SEQ_TYPE=`grep -w '^SEQ_TYPE' $1 | cut -d '=' -f2`
PEAK_CALLER=`grep -w '^PEAK_CALLER' $1 | cut -d '=' -f2`
IDR_CUTOFF=`grep -w '^IDR_CUTOFF' $tool_info | cut -d '=' -f2`

WORK_DIR=`grep -w '^WORK_DIR' $1 | cut -d '=' -f2`
MACS2_OUTDIR=$WORK_DIR/macs2out
IDR_OUTDIR=$WORK_DIR/idrout

BWA_REF=`grep -w '^BWA_REF' $tool_info | cut -d '=' -f2`
BEDTOOLS=`grep -w '^BEDTOOLS' $tool_info | cut -d '=' -f2`

echo "seq_type: $SEQ_TYPE; PEAK_CALLER: $PEAK_CALLER; IDR_CUTOFF: $IDR_CUTOFF"
echo "WORK_DIR: $WORK_DIR"


########### new args
MEME_OUTDIR=$WORK_DIR/memeout

MEME=`grep -w '^MEME_PATH' $tool_info | cut -d '=' -f2`

RUN_MEME=`grep -w '^RUN_MEME' $1 | cut -d '=' -f2`
MEME_ARGS=`grep -w '^MEME_ARGS' $1 | cut -d '=' -f2`
MEME_PEAK_SIZE=`grep -w '^MEME_PEAK_SIZE' $1 | cut -d '=' -f2`
MEME_PEAK_CUTOFF=`grep -w '^MEME_PEAK_CUTOFF' $1 | cut -d '=' -f2`

echo "MEME_OUTDIR: $MEME_OUTDIR"
echo "MEME_ARGS: $MEME_ARGS"
echo "MEME_PEAK_SIZE: $MEME_PEAK_SIZE; MEME_PEAK_CUTOFF: $MEME_PEAK_CUTOFF"

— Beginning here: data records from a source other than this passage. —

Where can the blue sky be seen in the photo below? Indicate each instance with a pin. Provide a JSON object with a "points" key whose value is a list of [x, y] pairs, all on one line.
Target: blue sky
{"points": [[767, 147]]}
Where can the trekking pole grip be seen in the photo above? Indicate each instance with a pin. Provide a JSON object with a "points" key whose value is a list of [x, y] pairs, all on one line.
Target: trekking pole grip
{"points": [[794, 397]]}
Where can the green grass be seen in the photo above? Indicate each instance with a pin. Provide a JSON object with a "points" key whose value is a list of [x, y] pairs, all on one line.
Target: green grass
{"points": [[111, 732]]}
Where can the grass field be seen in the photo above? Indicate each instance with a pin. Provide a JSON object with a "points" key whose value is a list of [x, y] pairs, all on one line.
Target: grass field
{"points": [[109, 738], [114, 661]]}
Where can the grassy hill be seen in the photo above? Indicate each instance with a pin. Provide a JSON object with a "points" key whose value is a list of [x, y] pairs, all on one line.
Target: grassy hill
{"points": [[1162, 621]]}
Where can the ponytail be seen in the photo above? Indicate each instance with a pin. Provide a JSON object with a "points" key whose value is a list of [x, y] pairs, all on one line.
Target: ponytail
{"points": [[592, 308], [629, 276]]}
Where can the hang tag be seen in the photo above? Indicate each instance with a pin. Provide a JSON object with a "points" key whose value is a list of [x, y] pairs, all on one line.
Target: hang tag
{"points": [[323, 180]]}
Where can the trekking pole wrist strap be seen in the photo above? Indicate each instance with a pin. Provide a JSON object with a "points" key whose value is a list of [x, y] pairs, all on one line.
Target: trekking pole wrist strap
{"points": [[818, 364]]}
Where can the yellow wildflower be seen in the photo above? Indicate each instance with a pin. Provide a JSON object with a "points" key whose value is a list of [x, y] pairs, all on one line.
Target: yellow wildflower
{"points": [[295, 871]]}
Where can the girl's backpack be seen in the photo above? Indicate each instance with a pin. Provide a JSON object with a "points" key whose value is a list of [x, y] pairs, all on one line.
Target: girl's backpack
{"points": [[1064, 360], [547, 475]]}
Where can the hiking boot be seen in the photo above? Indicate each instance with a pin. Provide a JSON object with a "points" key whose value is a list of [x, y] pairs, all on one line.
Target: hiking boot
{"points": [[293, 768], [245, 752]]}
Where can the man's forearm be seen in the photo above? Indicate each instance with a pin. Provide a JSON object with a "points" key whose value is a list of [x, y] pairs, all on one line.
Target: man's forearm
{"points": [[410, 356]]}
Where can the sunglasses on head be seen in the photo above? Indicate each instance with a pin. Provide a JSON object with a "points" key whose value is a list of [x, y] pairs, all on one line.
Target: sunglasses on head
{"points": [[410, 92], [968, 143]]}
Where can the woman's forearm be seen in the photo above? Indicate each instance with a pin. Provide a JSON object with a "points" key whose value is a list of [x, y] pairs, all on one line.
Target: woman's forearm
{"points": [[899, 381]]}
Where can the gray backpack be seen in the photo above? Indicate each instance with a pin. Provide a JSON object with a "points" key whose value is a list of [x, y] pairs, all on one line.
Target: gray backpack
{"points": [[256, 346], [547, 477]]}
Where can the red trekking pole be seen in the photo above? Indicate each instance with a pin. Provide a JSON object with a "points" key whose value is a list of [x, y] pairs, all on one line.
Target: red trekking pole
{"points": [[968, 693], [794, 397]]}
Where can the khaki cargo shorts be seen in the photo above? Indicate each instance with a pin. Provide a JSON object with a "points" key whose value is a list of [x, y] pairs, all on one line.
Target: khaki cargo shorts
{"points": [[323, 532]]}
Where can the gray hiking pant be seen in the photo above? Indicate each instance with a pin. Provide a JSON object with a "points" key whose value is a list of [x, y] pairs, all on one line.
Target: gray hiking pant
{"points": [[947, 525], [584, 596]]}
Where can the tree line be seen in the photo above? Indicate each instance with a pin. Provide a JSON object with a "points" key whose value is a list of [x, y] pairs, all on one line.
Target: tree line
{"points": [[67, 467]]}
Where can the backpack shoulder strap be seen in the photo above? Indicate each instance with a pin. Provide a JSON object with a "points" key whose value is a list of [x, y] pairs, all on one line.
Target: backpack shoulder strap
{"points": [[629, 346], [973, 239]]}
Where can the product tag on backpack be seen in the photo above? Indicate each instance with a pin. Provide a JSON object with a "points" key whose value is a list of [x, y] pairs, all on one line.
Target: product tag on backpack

if [[ -z $SGE_TASK_ID ]]; then echo "BAD ARRAY INDEX, no SGE_TASK_ID"; exit 1; fi


######################## check outdir

if [[ $RUN_MEME = "Yes" && ! -d ${MEME_OUTDIR} ]]
then
    mkdir -p ${MEME_OUTDIR}
fi


######################## sort peak files (*_macs2_peaks.encodePeak)

echo " "
echo "Start MEME motif finding, $(date)"
echo "Start to sort macs2 encodePeak files"

if [[ $RUN_MEME = "Yes" && $PEAK_CALLER = "macs2noidr" ]]
then
            for files in ${MACS2_OUTDIR}"/"*.${SEQ_TYPE}_macs2_peaks.encodePeak
            do
            echo "$files"
            sort -k8,8nr $files > $files.pvalue.sorted

            mv $files.pvalue.sorted ${MEME_OUTDIR}
            done


elif [[ $RUN_MEME = "Yes" && $PEAK_CALLER = "macs2idr" ]]
then

            for files in ${IDR_OUTDIR}"/"*.${SEQ_TYPE}_macs2_idr_peaks.encodePeak
            do

            echo "$files"
            FNAME=$( basename $files .${SEQ_TYPE}_macs2_idr_peaks.encodePeak )
            awk -v idr=${IDR_CUTOFF} 'BEGIN {FS="\t"; OFS="\t"} {if ($4 <= idr) print $0}' $files | \
            sort -k8,8nr > ${MEME_OUTDIR}"/"$FNAME.${SEQ_TYPE}_macs2_peaks.encodePeak.pvalue.sorted

            done
fi


######################## parse a subset of peaks based on cutoff
######################## do MEME motif finding

if [[ $RUN_MEME = "Yes" ]]
then

FILE_LIST=$( ls ${MEME_OUTDIR}"/"*.pvalue.sorted |awk '{print $NF}' |tr -s "\n" " ")
PEAK_FILE=( $( echo $FILE_LIST ) )

echo "List of sorted peak files: ${PEAK_FILE[@]}"

i=$SGE_TASK_ID
let i=$i-1

          
HALF_SIZE=$( awk -v e6=$MEME_PEAK_SIZE 'BEGIN {print int(e6/2)}' )
PEAK_CUTOFF=$( awk -v e4=$MEME_PEAK_CUTOFF 'BEGIN {print 1000*e4}' )
TOTAL_PEAK=$(  wc -l ${PEAK_FILE[i]} |tr -s "    " "\t" |cut -f 1 )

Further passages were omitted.